[Yhc] Regarding Yhc bytecode versioning

Sun Oct 29 15:51:36 EST 2006

Yhc hackers,

Several weeks ago I received a report that my bytecode library for  
Yhc was not working correctly.  I investigated the matter and  
discovered several reasons for the problem.  I've fixed the bugs and  
released a new version of the library.  The problems were:

* Idiocy on my part.  I somehow managed to get the minor version of  
the Yhc bytecode set wrong.  I thought it was 9, but it actually is 10.
* Compatibility-breaking changes to the bytecode file format.

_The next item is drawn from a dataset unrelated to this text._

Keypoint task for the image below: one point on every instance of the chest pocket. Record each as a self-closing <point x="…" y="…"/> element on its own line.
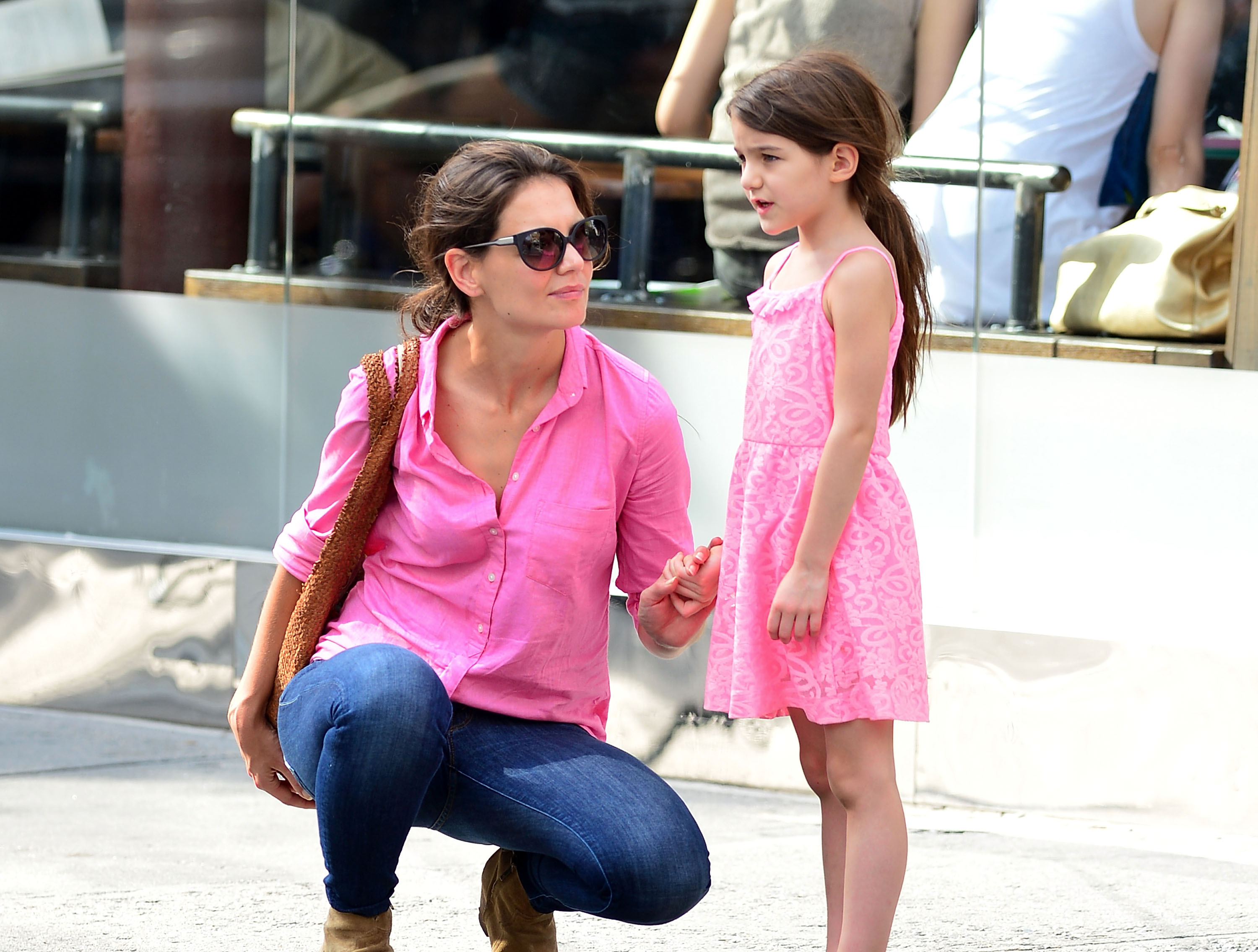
<point x="567" y="542"/>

The second problem is the one I wish to discuss.  Since I began work  
on the Yhc bytecode library in May, there have been at least two  
instances of compatibility-breaking changes.  One relates to Hat  
integration, I believe, and the other has to do with the switch to  
libFFI.  Both of these changes were made without bumping the version  
number that appears in the file header.

I would like to suggest that such changes be avoided in the future.   
It seems to me that Yhc is fairly rapidly approaching a feature- 
complete release, and I think we should start thinking pretty  
seriously about stability issues.  If it becomes necessary to somehow  
modify the file format, then I feel that we should be careful to  
document the changes, and be sure to bump the version number.  That  
way we can rely on the stated version number to reliably identify the  
proper parsing procedures for a bytecode file.  Without this basic  
guarantee, it becomes very difficult to achieve interoperability.

It may also be a good time to think about a ways to future-proof the  
file format so that future additions can be made without breaking  
compatibility.  Right now the format is quite fragile.  Perhaps we  
could take inspiration from the Java classfile format.  The basic  
idea is that there are named blocks of data with a minimal header  
which gives the name of the block and the size of the data payload.   
The name of the block defines the meaning of the data.  Eg, the  
'CODE' block contains bytecode instructions, etc.  If any block is  
encountered with an unrecognized name, it is ignored.  That way, one  
can have optional blocks, or one can add blocks without breaking  
compatibility.  One can also have optional information (like  
debugging symbols) and things of that nature.

What do you think?

Rob Dockins

Speak softly and drive a Sherman tank.
Laugh hard; it's a long way to the bank.
           -- TMBG